ーーーーーーーーーーーーーー命を背負う側の、そんな匂いが。
しかし、咲希が直接的に殺すとは、どうしても思えない。最初の頃、この世界で顔を合わせた直ぐの頃。あの頃のあいつと、今のあいつは、ちょっとだけ違う。
背負った物は変わらないけど、トラウマを克服したからかもしれないが、何より年相応の反応や、笑顔が増えた。勿論、それでも、変わらない部分もある。
あの年で、陰陽道を使いこなす才覚。それを、あちらに居た大人たちが有効活用しないわけがない。まあ、心ある人達だったことは、咲希を見てれば分かるが。

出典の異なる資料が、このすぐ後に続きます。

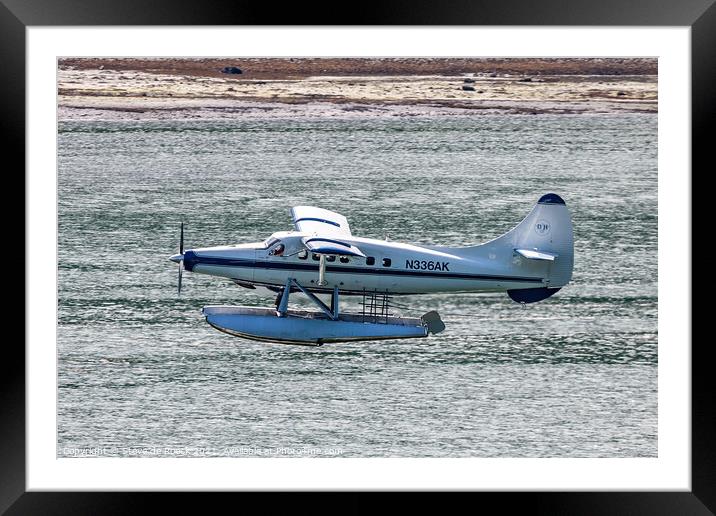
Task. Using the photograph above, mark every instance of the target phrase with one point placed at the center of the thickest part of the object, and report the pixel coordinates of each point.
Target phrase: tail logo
(543, 227)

・・・・・たまに、ネタに全力で走っていたのは、咲希の性格故・・・のはずだ。周りの人からの影響だとしたら、かなり心配だが。
だからこそ、不思議に思う。
ーーーーーーあいつが背負う必要がある、”命”とはなんだ?
トラウマは解決してるから、明らかに別物だろう。だとしたら、あいつが時々見せる暗い部分が、どうしても繋がらない。戦いのとき、別人のように冷たい姿になるが、あれも必要だからやっているんだろう。
傷付かないように。
「ダメだ、さっぱり分かんねー」
こういうのは、やっぱり我らがオカン・・・ファイに頼むか? あいつは鋭い部分もあるし。何気にあいつは、咲希を一番気にしていたからな。目が離せないってさ。
よし、そうと決まれば、さっさと片付けて、ファイに連絡入れっか!
読了、お疲れさまでした。
そしていつもお読みいただきまして、ありがとうございます♪
ようやく、この町の騒動も終わりが見えてきました。いやはや、予定よりも長々と書いてしまいましたが、次はお待ちかね、魔王誕生編が来ます。予定では、10話以内に来るはずです。それまでに、優香ちゃんや、皆様の近況も書かないといけません。うん、間に合うか、超不安。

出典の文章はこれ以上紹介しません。